Abstract
Background:
Idecabtagene vicleucel (ide-cel) and ciltacabtagene autoleucel (cilta-cel) are BCMA-directed CAR-T therapies approved for treating relapsed/refractory multiple myeloma (RR-MM). Despite their efficacy, adverse events such as cytokine release syndrome (CRS) and immune effector cell associated neurotoxicity syndrome (ICANS) remain a concern, especially for patients with pre-existing neurologic conditions and neurocognitive impairments who may have a greater risk of toxicity. We evaluated the effects of pre-existing central nervous system (CNS) conditions (PCCs) and neurocognitive impairments (NCI) on efficacy and toxicity.
Methods:
A retrospective cohort study of RR-MM patients treated with ide-cel or cilta-cel at Moffitt Cancer Center from 2021 to 2024 assessed clinically significant PCCs, which were defined as requiring long-term medication management. Peripheral nervous system conditions, such as neuropathies, were not included. PCCs included neurocognitive disorders, migraines, seizures, cerebrovascular disease, CNS neoplasms, tremors, radiculopathies, trauma, and neurodevelopmental conditions. NCI was evaluated pre-CAR-T using the Color Trails Test (Parts 1 & 2), Repeatable Battery for the Assessment of Neuropsychological Status, Conners CPT-3, and Stroop Test, assessing attention (A), executive function (EF), verbal ability (VA), immediate verbal memory (IVM), visuospatial ability (VSA), delayed memory (DM), and total neuropsychological performance (TNP). Clinically significant NCI was pre-defined as ≥2 SDs below the mean in a domain. Cumulative incidence of CRS and ICANS was compared between patients. Cox proportional hazards modeling assessed the impact of PCCs and NCI on outcomes.
Results:
Among 176 patients who received ide-cel, the median age at time of CART therapy was 68 (43-88) years, 56% were male, and 31 (18%) had PCCs. Among 17 (10%) patients with NCI in ≥ 1 category, 3 were for A, 6 for EF, 6 for VA, 4 for IVM, 5 for VSA, and 3 for TNP (no patient had an impairment in DM). Five (29%) patients had NCI in ≥2 categories. For patients with vs without PCCs, the incidence of CRS (84% vs 86%, p = 0.77), severe CRS (6% vs 1%, 2/31 vs 2/145, p = 0.23), ICANS (35% vs 21%, p = 0.107), severe ICANS (13% vs 8%, p = 0.26), and mean ICANS duration (3.45 vs 3 days, p = 0.85) were not statistically different. For patients with vs without preexisting NCI, the incidence of CRS (100% vs 84%, p = 0.136), severe CRS (0% vs 2.5%, p = 1.0), ICANS (35% vs 22%, p = 0.24), and severe ICANS (18% vs 8%, 3/17 vs 12/159, p = 0.164) were not statistically different. Patients with PCCs vs patients without, had similar OS and PFS, regardless of whether they had ICANS. Regarding NCI, OS and PFS were also similar between the groups, whether or not they had ICANS.

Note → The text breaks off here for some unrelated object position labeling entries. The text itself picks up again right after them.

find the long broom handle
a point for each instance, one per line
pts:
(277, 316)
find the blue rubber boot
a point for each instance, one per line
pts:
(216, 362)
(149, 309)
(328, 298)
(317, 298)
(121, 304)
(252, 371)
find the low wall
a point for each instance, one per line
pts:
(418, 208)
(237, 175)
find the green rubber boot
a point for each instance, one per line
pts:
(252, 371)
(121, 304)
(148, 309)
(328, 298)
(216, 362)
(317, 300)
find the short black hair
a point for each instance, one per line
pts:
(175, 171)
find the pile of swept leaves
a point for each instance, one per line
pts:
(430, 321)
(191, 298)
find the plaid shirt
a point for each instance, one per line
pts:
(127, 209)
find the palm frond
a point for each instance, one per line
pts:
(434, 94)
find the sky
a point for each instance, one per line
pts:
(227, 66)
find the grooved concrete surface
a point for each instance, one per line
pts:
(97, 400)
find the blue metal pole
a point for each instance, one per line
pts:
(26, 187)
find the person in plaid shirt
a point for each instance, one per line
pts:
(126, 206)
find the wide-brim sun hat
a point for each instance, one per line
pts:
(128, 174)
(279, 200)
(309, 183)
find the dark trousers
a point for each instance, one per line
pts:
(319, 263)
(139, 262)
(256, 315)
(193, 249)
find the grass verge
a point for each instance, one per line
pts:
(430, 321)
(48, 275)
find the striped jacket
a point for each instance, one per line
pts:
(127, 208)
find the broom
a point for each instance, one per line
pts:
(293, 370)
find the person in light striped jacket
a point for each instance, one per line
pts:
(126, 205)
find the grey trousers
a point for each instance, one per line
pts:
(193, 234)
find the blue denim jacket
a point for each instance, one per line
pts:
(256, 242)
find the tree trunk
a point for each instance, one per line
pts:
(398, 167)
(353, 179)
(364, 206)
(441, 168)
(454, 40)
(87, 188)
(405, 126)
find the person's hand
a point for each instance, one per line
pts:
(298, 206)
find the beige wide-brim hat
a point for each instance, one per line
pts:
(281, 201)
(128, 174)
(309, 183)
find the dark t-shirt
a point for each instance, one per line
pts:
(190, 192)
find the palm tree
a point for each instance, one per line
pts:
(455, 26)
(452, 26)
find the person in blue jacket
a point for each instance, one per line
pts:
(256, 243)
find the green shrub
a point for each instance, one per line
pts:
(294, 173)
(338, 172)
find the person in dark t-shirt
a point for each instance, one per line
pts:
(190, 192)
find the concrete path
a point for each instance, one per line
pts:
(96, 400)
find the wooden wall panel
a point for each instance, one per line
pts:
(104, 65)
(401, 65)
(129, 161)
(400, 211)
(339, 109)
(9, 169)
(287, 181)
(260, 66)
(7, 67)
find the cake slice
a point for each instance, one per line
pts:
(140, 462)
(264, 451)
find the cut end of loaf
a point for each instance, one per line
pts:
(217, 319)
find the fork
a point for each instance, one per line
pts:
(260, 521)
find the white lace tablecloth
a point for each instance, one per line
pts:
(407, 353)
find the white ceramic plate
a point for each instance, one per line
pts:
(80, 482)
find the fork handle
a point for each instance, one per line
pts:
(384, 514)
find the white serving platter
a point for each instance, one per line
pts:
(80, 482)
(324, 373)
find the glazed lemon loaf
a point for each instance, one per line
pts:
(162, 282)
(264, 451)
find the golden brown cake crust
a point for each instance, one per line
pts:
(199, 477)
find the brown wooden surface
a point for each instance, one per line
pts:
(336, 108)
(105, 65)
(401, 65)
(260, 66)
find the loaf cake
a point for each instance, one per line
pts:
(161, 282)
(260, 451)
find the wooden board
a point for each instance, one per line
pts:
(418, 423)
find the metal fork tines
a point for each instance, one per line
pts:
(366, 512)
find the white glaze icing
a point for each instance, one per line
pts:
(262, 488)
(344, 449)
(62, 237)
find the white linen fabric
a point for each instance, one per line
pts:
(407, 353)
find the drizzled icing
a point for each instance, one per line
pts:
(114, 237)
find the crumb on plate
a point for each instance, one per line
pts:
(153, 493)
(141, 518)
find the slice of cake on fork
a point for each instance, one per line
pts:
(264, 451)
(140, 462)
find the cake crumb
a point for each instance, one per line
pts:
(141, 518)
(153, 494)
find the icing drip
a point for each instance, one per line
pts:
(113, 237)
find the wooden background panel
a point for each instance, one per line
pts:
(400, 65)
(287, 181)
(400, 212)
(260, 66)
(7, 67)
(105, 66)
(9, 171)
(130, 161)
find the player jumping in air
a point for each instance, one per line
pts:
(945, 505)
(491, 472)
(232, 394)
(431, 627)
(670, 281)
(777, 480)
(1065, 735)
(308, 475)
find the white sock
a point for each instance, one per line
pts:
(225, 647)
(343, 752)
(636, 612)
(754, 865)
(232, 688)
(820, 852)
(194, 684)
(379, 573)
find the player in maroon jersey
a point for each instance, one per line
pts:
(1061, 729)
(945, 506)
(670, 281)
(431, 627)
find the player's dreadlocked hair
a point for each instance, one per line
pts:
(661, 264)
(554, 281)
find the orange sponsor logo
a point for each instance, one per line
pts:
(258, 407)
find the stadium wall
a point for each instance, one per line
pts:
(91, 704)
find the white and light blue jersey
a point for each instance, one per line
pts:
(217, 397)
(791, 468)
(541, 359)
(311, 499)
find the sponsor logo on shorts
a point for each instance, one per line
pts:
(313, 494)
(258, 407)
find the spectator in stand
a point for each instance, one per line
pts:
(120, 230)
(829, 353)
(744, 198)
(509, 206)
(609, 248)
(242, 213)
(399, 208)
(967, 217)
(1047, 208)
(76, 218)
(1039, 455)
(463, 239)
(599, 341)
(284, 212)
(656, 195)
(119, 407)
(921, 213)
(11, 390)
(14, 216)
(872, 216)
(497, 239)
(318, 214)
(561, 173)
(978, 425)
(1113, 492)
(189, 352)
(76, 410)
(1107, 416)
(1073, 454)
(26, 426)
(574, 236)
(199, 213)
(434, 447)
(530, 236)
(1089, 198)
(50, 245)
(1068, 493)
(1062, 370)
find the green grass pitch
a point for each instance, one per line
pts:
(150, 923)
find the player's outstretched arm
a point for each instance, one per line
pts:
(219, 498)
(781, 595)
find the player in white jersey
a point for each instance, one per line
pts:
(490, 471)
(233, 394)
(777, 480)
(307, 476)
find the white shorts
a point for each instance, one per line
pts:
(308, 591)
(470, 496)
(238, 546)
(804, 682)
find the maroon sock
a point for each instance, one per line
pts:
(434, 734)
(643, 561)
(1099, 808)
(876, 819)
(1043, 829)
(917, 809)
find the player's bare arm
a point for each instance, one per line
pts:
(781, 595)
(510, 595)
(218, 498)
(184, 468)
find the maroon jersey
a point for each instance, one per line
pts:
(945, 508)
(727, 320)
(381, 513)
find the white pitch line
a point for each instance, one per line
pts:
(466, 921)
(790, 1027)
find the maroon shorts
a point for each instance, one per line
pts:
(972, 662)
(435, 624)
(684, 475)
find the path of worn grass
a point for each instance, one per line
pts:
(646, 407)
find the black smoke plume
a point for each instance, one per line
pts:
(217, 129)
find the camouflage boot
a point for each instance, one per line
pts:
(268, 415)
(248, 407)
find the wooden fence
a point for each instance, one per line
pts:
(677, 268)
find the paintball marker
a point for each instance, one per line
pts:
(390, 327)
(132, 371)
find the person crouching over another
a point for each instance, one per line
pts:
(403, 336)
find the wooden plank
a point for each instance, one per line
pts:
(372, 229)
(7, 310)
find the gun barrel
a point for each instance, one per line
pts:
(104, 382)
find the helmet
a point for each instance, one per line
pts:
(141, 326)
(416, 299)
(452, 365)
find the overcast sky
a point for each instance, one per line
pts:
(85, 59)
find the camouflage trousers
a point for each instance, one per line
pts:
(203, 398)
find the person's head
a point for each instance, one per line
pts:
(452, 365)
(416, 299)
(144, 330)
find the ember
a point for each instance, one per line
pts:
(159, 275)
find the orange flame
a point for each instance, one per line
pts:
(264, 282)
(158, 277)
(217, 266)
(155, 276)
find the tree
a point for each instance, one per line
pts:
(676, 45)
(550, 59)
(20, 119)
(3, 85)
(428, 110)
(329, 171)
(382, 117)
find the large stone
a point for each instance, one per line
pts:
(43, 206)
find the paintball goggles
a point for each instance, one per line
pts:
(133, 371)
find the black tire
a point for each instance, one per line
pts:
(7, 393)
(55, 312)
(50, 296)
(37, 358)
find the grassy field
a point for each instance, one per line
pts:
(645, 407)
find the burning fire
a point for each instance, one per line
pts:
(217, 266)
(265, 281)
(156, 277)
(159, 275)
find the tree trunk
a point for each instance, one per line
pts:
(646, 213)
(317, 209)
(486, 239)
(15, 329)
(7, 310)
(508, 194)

Among 78 patients who received cilta-cel, the median age was 61 (38-79) years, 56% were male, and 7 (9%) had PCCs. Among the 9 (11%) patients with NCI in ≥ 1 category, 2 were for A, 3 for EF, 2 for VA, 5 for IVM, 2 for VSA, 2 for DM, and 2 for TNP. Five patients (56%) had NCI in ≥ 2 categories. The incidence of CRS (71% vs 87%, p = 0.25), severe CRS (0% vs 6%, p = 0.99), ICANS (0% vs 17%, p = 0.587), and severe ICANS (0% vs 8%, p = 0.99) were not statistically different between patients with vs without PCCs. Between patients with vs without NCI, the incidence of CRS (89% vs 86%, p = 1.00), severe CRS (0% vs 6%, p = 1.00), ICANS (22% vs 16%, 2/9 vs 10/69, p = 0.622), severe ICANS (11% vs 7%, 1/9 vs 5/69, p = 0.533), and mean ICANS duration (2.5 (2 patients) vs 5.7 (10 patients) days, p = 0.583) were not statistically different. Patients with PCCs, vs without, had similar OS and PFS, whether or not they had ICANS. Patients with NCI vs without NCI, had similar OS and PFS, regardless of whether they had ICANS.
Conclusion:
Pre-existing CNS conditions and NCI did not increase the incidence of CRS, severe CRS, ICANS, severe ICANS, or ICANS duration in patients receiving ide-cel or cilta-cel. Neither PCCs nor NCI impacted survival or relapse following BCMA-CAR-T cell therapy. Clinically significant CNS comorbidity and neurocognitive impairment should not preclude a patient from receiving BCMA-CAR-T cell therapy. Future research on pre-CAR-T neurologic prognostic testing is warranted.